Я слегка рассмеялась тому, как она рассказывала: в ее глазах появилась девичья игривость, и она сама будто заметно помолодела. Можно было подумать, что мы просто две подружки в кафе, делимся своими девичьими секретами.

– Он был так красив! Трудно было не подпасть под его чары, – она хмыкнула и улыбнулась своим воспоминаниям. – Однажды он заявился на порог нашего дома пьяный и шумный и стал кричать под окнами, пока мой отец не вышел на крыльцо и не вправил ему мозги. Я сидела в своей спальне и слушала, как Джордж ругается в душу мать, что я единственная, кто не обращает на него внимания, и как я его этим злю. Я была самой счастливой на всем свете. А на другой день он пришел с букетом цветов – для моей мамы – и просил родителей разрешения пригласить меня на танцы. Родители, конечно, были против. Но его ничто не остановило.

Она снова хмыкнула и с грустью кивнула самой себе, глядя на фотографию.

– Мы были женаты пятьдесят четыре года, когда он ушел от меня.

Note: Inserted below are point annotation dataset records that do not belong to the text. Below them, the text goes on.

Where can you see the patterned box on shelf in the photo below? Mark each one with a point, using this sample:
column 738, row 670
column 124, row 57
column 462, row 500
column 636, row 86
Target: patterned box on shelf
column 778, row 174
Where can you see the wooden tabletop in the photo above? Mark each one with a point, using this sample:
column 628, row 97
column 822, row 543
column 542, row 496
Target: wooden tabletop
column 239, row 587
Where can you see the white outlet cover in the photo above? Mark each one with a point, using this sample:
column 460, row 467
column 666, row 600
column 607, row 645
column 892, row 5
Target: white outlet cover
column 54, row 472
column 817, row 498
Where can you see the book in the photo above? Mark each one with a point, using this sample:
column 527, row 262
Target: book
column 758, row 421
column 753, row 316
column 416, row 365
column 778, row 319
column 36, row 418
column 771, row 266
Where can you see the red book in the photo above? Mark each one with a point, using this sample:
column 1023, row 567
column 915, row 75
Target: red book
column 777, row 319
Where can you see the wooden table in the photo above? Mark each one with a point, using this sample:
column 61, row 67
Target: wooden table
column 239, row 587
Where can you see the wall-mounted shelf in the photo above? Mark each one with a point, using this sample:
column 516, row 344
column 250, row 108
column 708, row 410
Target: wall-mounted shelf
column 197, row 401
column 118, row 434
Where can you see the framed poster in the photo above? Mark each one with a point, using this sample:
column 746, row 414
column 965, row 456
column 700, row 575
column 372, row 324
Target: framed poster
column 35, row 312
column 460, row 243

В моем сознании сама цифра пятьдесят четыре, измеряемая годами, – это какой-то абстрактный срок. Это как-то слишком далеко от меня. Я не знала, что сказать ей, просто сидела и ждала, когда миссис Фердж вернется к реальности. Она снова заговорила и рассказала, что они любили приходить сюда в последний год его жизни. Они всегда сидели за этим столиком.

– В жизни людей есть такой возраст, когда уже не хочется ругаться друг на друга. А мы ругались так часто, по всяким пустякам. Но последний год был очень мирный, как будто Джордж чувствовал…

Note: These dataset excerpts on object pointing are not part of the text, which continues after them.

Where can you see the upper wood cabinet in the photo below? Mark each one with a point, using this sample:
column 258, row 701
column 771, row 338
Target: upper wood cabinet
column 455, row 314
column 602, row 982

Быстрее, чем я могла осознать, что именно я говорю, я услышала собственный голос:

– Вы так сильно его любили…

– Любила? О! Не знаю, может когда-то очень давно. Я его очень уважала. Без уважения нельзя прожить столько лет вместе, поверь мне, милая. И да, я его очень любила.

– Ну, наверное, это одно и то же, нет? Любить и уважать, – спросила я, чтобы уточнить, о чем мы говорим.

– Любовь. Ох уж эта любовь. Для меня любовь – это память. Только когда хочется кого-то удержать в своей памяти подольше, запомнить каждое мгновение прожитой вместе жизни.

Возможно, в этом был какой-то особо мудрый совет старшего поколения или глубина мысли, но в тот момент я восприняла это откровение не так радужно. У меня создалось впечатление, что любовь как память всегда живет прошедшим временем. У этой женщины есть только ее воспоминания и одна фотография. И сам Джордж живет только еще пока в ее сознании. А не станет ее – уйдут они оба, и даже памяти не останется. Вся человеческая жизнь мне вдруг показалась настолько иллюзорной. И я стала думать о своей жизни, о жизни родителей, о людях вообще. Столько стараний прилагается, чтобы добиться признания в обществе, а к чему все это? К чему являть собой образ состоятельного человека, если в итоге все мы перейдем во временную память? Какой же в этом смысл существования? Именно это меня так и злит все время – отсутствие всякого смысла. Именно поэтому мне все кажется неверным. Противоречивым. Смысла в этом нет. И мне совсем не хочется, чтобы после меня в мире остался лишь временный лживый образ того, кем я на самом деле не являюсь. И я даже не знаю, кто я есть.

Я хочу оставить что-то после себя. Реальной себя.

В тот же день я получила долгожданное приглашение на торжественный вечер Николь в доме ее дяди в следующую среду. Мне стало как-то не по себе, когда я поняла, что мне предстоит оказаться в доме владельца крупнейшего банка Новой Зеландии. Ее дядя, безусловно, не единственный владелец, там всегда все вертится вокруг акционеров и бизнес-партнеров, но именно ее дядя был основателем банка. Однако стоит добавить, что вместе с чувством неловкости во мне все больше нарастало чувство предвкушения. Получив родительское благословение, я ответила письменным благодарным подтверждением, что буду в назначенный день и час на ее мероприятии.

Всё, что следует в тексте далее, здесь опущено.